I'm an N and I love analyzing literature


----------



## Entropic (Jun 15, 2012)

I took a degree in this kind of analysis, though not literature so I suppose yes, I'm good at it and I love doing it. I honestly think reading meaning in this kind of way is mostly limited to an Ni understanding of the world.


----------



## d e c a d e n t (Apr 21, 2013)

Judson Joist said:


> I'm so good at conceptualizing the abstract that I could probably make a living at it. Oftentimes, I'm able to predict the outcome of a story (especially movies), even if it's my first time experiencing it, due to my ability to intuitively tune in to the storyteller's symbolic clues.
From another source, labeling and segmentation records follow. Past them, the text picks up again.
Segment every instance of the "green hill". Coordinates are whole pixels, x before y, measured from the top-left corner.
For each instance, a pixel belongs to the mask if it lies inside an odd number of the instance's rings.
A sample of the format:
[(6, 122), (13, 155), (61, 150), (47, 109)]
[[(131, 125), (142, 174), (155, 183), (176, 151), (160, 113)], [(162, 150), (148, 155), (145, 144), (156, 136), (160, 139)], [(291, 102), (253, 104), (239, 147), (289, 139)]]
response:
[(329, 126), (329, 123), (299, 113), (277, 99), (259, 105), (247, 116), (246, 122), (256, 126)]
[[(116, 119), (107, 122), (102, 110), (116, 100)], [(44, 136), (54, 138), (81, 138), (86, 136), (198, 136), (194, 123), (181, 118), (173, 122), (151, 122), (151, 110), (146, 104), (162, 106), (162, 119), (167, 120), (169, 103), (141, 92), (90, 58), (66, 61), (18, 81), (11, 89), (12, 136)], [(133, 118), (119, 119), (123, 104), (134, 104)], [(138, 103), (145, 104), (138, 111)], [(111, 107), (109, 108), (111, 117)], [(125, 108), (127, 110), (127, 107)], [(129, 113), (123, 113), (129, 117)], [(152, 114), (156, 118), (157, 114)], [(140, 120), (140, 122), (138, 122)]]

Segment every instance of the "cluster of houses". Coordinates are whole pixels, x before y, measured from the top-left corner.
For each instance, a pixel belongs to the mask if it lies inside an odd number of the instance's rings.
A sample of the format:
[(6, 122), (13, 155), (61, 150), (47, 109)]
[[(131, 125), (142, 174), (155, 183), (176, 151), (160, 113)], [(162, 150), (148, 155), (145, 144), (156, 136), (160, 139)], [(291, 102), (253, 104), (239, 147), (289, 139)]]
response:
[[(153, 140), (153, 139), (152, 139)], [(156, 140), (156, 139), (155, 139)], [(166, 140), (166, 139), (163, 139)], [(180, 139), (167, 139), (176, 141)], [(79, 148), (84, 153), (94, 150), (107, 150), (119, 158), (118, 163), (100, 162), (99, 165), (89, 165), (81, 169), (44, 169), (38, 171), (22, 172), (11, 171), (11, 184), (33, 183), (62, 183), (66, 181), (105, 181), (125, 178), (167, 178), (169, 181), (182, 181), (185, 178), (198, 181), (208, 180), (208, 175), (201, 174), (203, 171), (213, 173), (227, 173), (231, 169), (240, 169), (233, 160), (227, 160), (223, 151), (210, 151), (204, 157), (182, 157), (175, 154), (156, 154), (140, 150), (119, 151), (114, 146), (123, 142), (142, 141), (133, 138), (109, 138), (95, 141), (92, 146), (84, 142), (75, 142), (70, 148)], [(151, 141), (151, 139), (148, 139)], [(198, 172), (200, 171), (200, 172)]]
Sometimes I wonder if I, myself, am just a character in some grandmaster's story just like in 'In the Mouth of Madness'. But of course, I know that's crazy talk.
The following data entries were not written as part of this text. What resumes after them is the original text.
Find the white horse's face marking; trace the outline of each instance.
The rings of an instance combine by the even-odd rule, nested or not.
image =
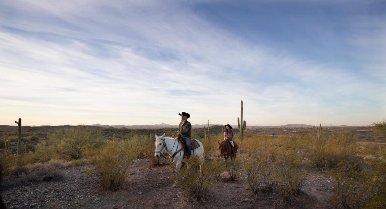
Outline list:
[[[156,137],[156,142],[154,143],[154,144],[156,145],[156,151],[154,151],[154,157],[161,157],[161,151],[163,152],[163,150],[161,150],[163,147],[163,145],[164,142],[162,140],[164,139],[164,137],[165,137],[165,134],[164,133],[162,136],[157,136],[156,134],[155,136]]]

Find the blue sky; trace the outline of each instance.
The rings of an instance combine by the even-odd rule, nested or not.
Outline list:
[[[0,2],[0,124],[367,125],[383,1]]]

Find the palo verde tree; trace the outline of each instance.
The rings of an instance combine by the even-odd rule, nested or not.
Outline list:
[[[386,134],[386,119],[382,122],[373,122],[371,126],[374,129],[381,131],[382,133]]]
[[[85,145],[94,142],[96,137],[84,126],[78,125],[76,128],[57,131],[50,136],[50,142],[62,157],[78,159]]]

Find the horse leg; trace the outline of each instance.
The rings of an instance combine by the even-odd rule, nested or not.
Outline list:
[[[179,176],[179,169],[181,168],[181,162],[177,162],[176,163],[176,175],[177,176]],[[176,182],[174,182],[174,184],[173,184],[173,186],[172,186],[172,188],[175,188],[177,187],[177,179],[176,179]]]
[[[203,156],[203,154],[202,156],[201,156],[202,157],[199,158],[200,158],[200,174],[198,175],[199,179],[201,178],[201,168],[202,167],[202,165],[204,165],[204,158]]]

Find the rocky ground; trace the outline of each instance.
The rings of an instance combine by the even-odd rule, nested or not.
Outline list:
[[[132,163],[130,175],[123,187],[106,192],[86,175],[85,167],[64,169],[61,181],[26,184],[3,191],[9,208],[274,208],[268,199],[254,198],[246,177],[232,181],[224,173],[205,202],[192,200],[181,188],[171,189],[174,169],[165,160],[153,167],[147,159]],[[328,201],[333,183],[328,175],[313,171],[306,181],[304,194],[291,208],[332,208]]]

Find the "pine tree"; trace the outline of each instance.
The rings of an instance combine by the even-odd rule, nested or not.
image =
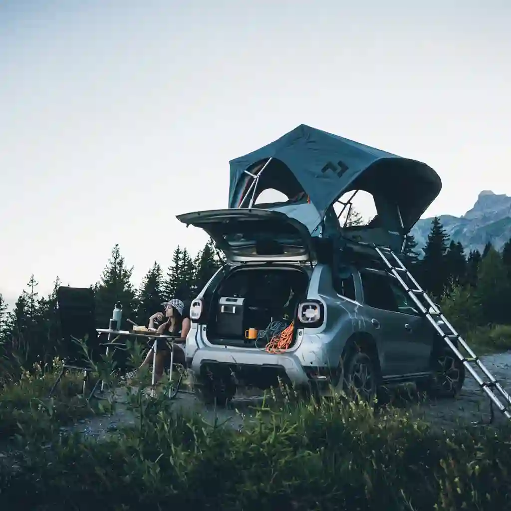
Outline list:
[[[10,348],[24,362],[28,351],[27,333],[30,314],[28,304],[28,294],[27,291],[23,291],[16,300],[14,310],[8,319],[8,328],[11,334]]]
[[[6,340],[8,317],[8,307],[3,295],[0,293],[0,344],[4,344]]]
[[[459,241],[456,243],[451,241],[445,259],[451,289],[454,286],[464,284],[467,276],[467,259],[463,245]]]
[[[188,251],[185,248],[181,254],[179,284],[176,290],[176,297],[184,301],[194,297],[196,268]]]
[[[442,296],[449,276],[445,264],[447,235],[438,217],[431,222],[431,229],[421,262],[420,280],[424,288],[437,298]]]
[[[126,328],[128,326],[127,318],[132,319],[133,311],[136,309],[135,292],[131,282],[132,273],[133,268],[127,268],[119,246],[115,244],[101,278],[94,288],[98,327],[108,328],[113,308],[118,301],[123,307],[122,328]]]
[[[182,267],[182,250],[178,245],[172,254],[172,262],[169,267],[167,278],[163,284],[163,295],[166,300],[176,296],[181,284],[180,271]]]
[[[142,281],[138,291],[136,320],[144,324],[152,314],[161,310],[163,297],[163,274],[160,265],[154,262]]]
[[[511,272],[511,238],[502,247],[502,262],[508,269],[508,271]]]
[[[195,287],[197,293],[200,293],[208,281],[214,275],[220,267],[215,257],[211,243],[207,243],[197,254],[197,271],[195,273]]]
[[[30,280],[29,281],[29,283],[27,285],[29,288],[28,292],[28,314],[29,317],[32,319],[34,319],[35,318],[36,314],[36,304],[37,301],[38,297],[39,296],[39,293],[36,291],[38,285],[39,285],[39,283],[36,282],[35,279],[34,278],[34,274],[33,273],[30,276]]]
[[[346,226],[362,225],[364,223],[362,216],[354,207],[351,207],[346,215]]]
[[[403,248],[403,263],[408,269],[413,273],[414,268],[419,262],[419,253],[415,251],[417,242],[412,234],[407,234],[405,238]]]
[[[481,262],[477,292],[484,321],[498,324],[509,321],[511,286],[500,254],[493,247]]]
[[[467,258],[466,280],[472,287],[477,285],[477,273],[481,259],[481,252],[478,250],[471,250]]]
[[[60,279],[57,276],[53,288],[46,297],[37,303],[38,313],[36,320],[38,338],[38,351],[45,361],[49,361],[56,355],[65,356],[66,346],[60,344],[60,322],[57,310],[57,290],[60,287]]]

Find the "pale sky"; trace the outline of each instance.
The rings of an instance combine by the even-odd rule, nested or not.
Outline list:
[[[194,254],[175,215],[301,123],[432,167],[425,216],[510,194],[510,26],[509,0],[0,0],[0,292],[88,286],[116,243],[136,285]]]

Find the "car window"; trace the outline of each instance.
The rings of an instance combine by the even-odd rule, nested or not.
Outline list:
[[[355,280],[351,271],[341,270],[333,275],[332,284],[335,292],[341,296],[345,296],[350,300],[356,299]]]
[[[396,298],[398,312],[405,314],[420,315],[413,300],[406,294],[404,289],[400,287],[399,284],[393,283],[390,284],[390,288]]]
[[[379,273],[360,273],[364,290],[364,302],[369,307],[398,312],[398,303],[387,277]]]

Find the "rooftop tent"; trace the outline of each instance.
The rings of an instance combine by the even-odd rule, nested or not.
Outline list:
[[[364,190],[373,196],[380,221],[402,235],[442,188],[438,174],[425,164],[305,124],[229,164],[230,208],[248,207],[262,192],[272,188],[290,199],[305,193],[324,218],[344,193]],[[391,225],[393,208],[402,227]]]

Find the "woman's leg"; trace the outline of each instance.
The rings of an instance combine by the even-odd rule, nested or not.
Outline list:
[[[158,356],[158,352],[156,352],[156,357]],[[152,347],[147,352],[147,355],[146,355],[146,358],[144,359],[144,362],[138,366],[138,369],[134,369],[132,371],[130,371],[129,373],[126,373],[126,377],[128,380],[132,380],[136,374],[137,370],[142,369],[145,365],[149,365],[149,364],[151,363],[153,361],[153,349]]]
[[[161,350],[156,352],[156,361],[154,364],[154,383],[157,383],[163,376],[163,371],[165,366],[165,357],[168,355],[166,350]]]
[[[157,358],[158,355],[158,352],[156,351],[156,358]],[[146,356],[146,358],[144,360],[144,362],[140,364],[140,367],[138,367],[139,369],[143,367],[145,365],[149,365],[153,361],[153,349],[151,347],[151,349],[147,352],[147,355]]]

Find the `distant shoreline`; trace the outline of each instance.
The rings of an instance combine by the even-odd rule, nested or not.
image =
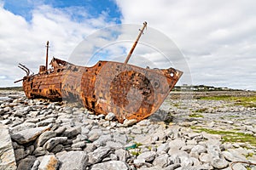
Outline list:
[[[218,91],[250,91],[256,92],[255,90],[243,90],[243,89],[232,89],[232,88],[213,88],[209,86],[201,86],[201,89],[198,88],[200,86],[175,86],[172,92],[218,92]],[[6,87],[0,88],[0,90],[17,90],[23,91],[22,86],[20,87]]]

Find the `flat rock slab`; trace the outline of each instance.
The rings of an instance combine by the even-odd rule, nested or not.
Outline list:
[[[38,167],[38,170],[57,170],[59,160],[55,155],[44,156]]]
[[[38,127],[25,129],[14,133],[11,135],[11,138],[19,144],[26,144],[35,140],[41,133],[48,130],[49,130],[49,127]]]
[[[61,162],[60,170],[86,168],[88,156],[84,151],[60,152],[56,155]]]
[[[0,169],[16,169],[15,151],[7,126],[0,123]]]
[[[110,161],[110,162],[105,162],[102,163],[97,163],[92,166],[90,170],[129,170],[129,166],[120,161]]]

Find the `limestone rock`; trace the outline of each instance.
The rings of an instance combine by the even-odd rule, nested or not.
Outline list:
[[[36,156],[30,156],[22,159],[18,166],[17,170],[31,170],[36,161]]]
[[[42,146],[47,140],[55,136],[56,133],[55,131],[46,131],[43,133],[37,140],[37,146]]]
[[[154,151],[147,151],[140,154],[137,159],[145,159],[146,162],[151,162],[154,159],[156,153]]]
[[[59,160],[55,155],[44,156],[40,162],[38,170],[57,170],[59,164]]]
[[[91,164],[97,163],[101,162],[103,158],[105,158],[109,152],[111,151],[111,148],[109,146],[106,147],[99,147],[93,151],[93,153],[89,154],[89,162]]]
[[[131,120],[125,119],[123,122],[123,125],[124,127],[131,127],[134,125],[136,122],[137,122],[136,119],[131,119]]]
[[[49,139],[44,144],[44,148],[50,151],[54,147],[59,144],[62,144],[67,140],[67,137],[55,137]]]
[[[88,164],[88,156],[84,151],[61,152],[56,156],[61,162],[60,170],[84,170]]]
[[[41,133],[49,130],[49,127],[39,127],[25,129],[11,135],[11,138],[19,144],[26,144],[35,140]]]
[[[0,124],[0,169],[16,169],[15,151],[8,128]]]
[[[112,121],[114,117],[115,117],[114,113],[109,112],[109,113],[106,116],[105,119],[106,119],[107,121]]]
[[[97,163],[92,166],[90,170],[130,170],[129,166],[120,161],[110,161],[102,163]]]

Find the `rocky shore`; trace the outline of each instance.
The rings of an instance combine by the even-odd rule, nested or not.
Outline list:
[[[65,102],[64,102],[65,103]],[[119,123],[76,104],[0,91],[0,169],[256,170],[256,108],[166,99],[152,116]]]

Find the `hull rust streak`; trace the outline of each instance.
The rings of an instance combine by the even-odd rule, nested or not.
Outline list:
[[[91,67],[53,58],[52,67],[41,65],[36,75],[30,75],[29,69],[19,64],[26,72],[20,81],[23,81],[28,99],[79,101],[95,114],[113,112],[120,122],[125,119],[139,122],[159,109],[183,72],[172,67],[149,69],[129,65],[132,51],[125,63],[100,60]]]

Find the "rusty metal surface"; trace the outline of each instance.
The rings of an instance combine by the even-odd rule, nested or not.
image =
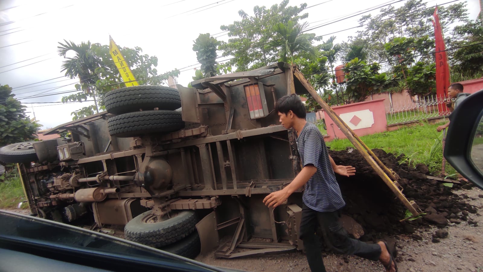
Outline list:
[[[191,109],[190,110],[182,111],[183,121],[186,122],[199,123],[199,111],[198,109],[198,99],[197,91],[194,88],[189,88],[176,84],[176,89],[181,97],[181,108]]]
[[[201,254],[206,255],[218,246],[219,238],[216,229],[216,217],[212,212],[196,224],[196,229],[201,243]]]
[[[191,129],[183,129],[172,132],[169,134],[165,134],[159,136],[161,141],[169,141],[174,139],[179,139],[191,136],[204,136],[208,134],[208,127],[206,126],[201,126],[197,128]]]
[[[83,159],[79,159],[77,161],[77,163],[80,164],[92,162],[102,161],[102,160],[114,160],[114,159],[122,158],[123,157],[142,154],[145,153],[146,153],[146,148],[142,148],[133,150],[113,152],[109,154],[105,154],[99,156],[93,156],[88,158],[84,158]]]
[[[133,198],[109,199],[92,203],[94,220],[99,226],[123,225],[146,211],[139,199]]]
[[[179,199],[170,204],[171,210],[196,210],[213,209],[221,204],[220,198],[211,197],[209,199]]]
[[[231,74],[227,74],[227,75],[222,75],[221,76],[212,76],[207,78],[203,78],[202,79],[200,79],[199,80],[192,81],[191,86],[199,89],[203,89],[202,84],[203,83],[206,82],[233,80],[235,79],[245,78],[252,76],[260,76],[272,75],[275,72],[275,67],[268,69],[256,69],[252,71],[232,73]],[[218,83],[218,82],[216,83]]]
[[[302,208],[296,204],[287,205],[287,213],[288,214],[287,227],[288,242],[297,247],[298,250],[303,250],[303,241],[298,236],[298,229],[302,219]]]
Hm, I can predict the outcome of some stories but that's because a lot of them are similar.

When it comes to analyzing the meaning/symbolism, I can enjoy doing that but I don't know if I'm _good _at it. A lot of the time I end up reading other people's analysis instead of just coming up with my own first. =P It can be interesting to read other people's interpretation.

(Anyway, I'm probably an S.)


----------



## zazara (Nov 28, 2013)

I don't know exactly if I am good or not, but I do find it interesting.
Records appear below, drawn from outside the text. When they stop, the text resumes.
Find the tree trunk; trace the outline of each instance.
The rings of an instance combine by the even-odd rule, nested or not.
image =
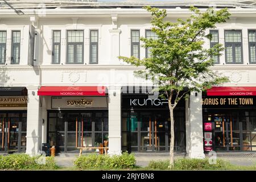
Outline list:
[[[170,168],[172,168],[174,165],[174,109],[169,108],[171,118],[171,141],[170,143]]]

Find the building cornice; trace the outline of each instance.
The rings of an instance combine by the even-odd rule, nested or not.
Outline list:
[[[28,65],[0,65],[0,70],[2,72],[7,71],[9,70],[106,70],[106,69],[126,69],[126,70],[141,70],[143,67],[137,67],[129,65],[40,65],[39,67],[31,67]]]
[[[207,9],[201,9],[202,12]],[[218,9],[217,9],[218,10]],[[167,14],[172,18],[186,17],[191,14],[188,9],[167,9]],[[0,16],[3,18],[28,18],[31,16],[38,15],[40,18],[65,18],[65,17],[94,17],[111,18],[113,14],[118,16],[118,18],[151,17],[151,14],[142,9],[46,9],[39,11],[37,9],[22,9],[25,15],[19,16],[16,14],[13,10],[0,9]],[[255,8],[236,8],[229,10],[232,17],[256,17]]]
[[[255,70],[256,64],[251,65],[214,65],[211,68],[213,70]],[[45,65],[39,67],[31,67],[29,65],[0,65],[0,70],[2,72],[9,70],[106,70],[106,69],[125,69],[125,70],[142,70],[143,67],[137,67],[130,65]]]

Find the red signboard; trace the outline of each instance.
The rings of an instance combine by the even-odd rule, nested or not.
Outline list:
[[[212,151],[212,146],[204,147],[204,151],[207,152],[211,151]]]
[[[256,96],[256,87],[213,86],[207,90],[208,96]]]
[[[105,86],[44,86],[38,92],[38,96],[104,96]]]
[[[212,123],[204,123],[204,131],[212,131]]]

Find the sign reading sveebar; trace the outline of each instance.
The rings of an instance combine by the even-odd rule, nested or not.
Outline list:
[[[27,107],[27,96],[0,97],[0,107]]]
[[[108,108],[105,97],[52,97],[52,109]]]

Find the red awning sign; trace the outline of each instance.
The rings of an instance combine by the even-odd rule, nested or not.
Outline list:
[[[207,90],[207,96],[256,96],[256,87],[214,86]]]
[[[45,86],[38,92],[38,96],[104,96],[105,86]]]

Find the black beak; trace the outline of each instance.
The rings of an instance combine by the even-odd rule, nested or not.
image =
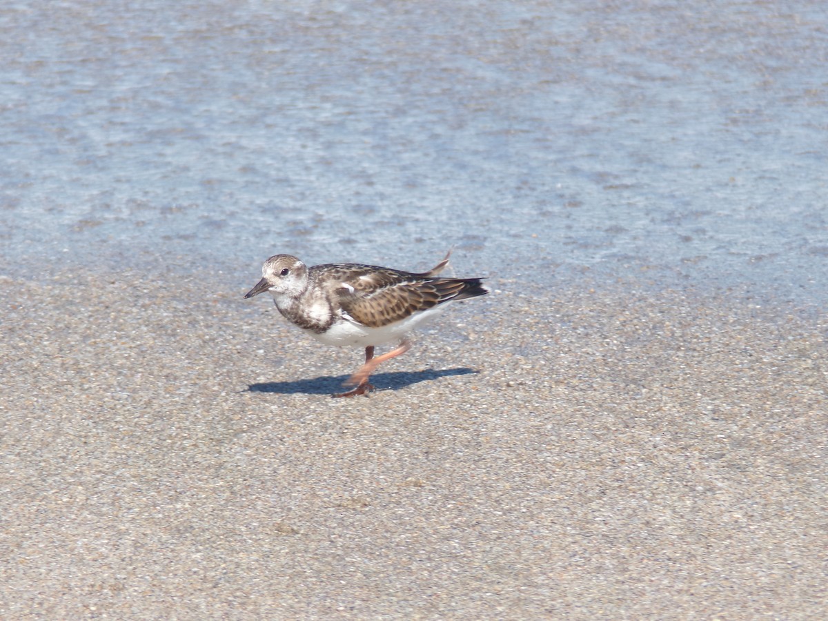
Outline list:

Sometimes there are so many different meanings the words are trying to convey. I like to discover all the possibilities.


----------



## dulcinea (Aug 22, 2011)

I'm good at analyzing literature if I can empathize with any of the characters or with the poetry in any way. If I can't find myself empathizing with it, then it becomes a challenge.


----------



## Jennywocky (Aug 7, 2009)

Heck, I was probably the only kid in sixth grade at church that could read the KJV Bible and understand what the text meant. Everyone else in my class (and some of the adults) had a "WTF" look on their faces.


----------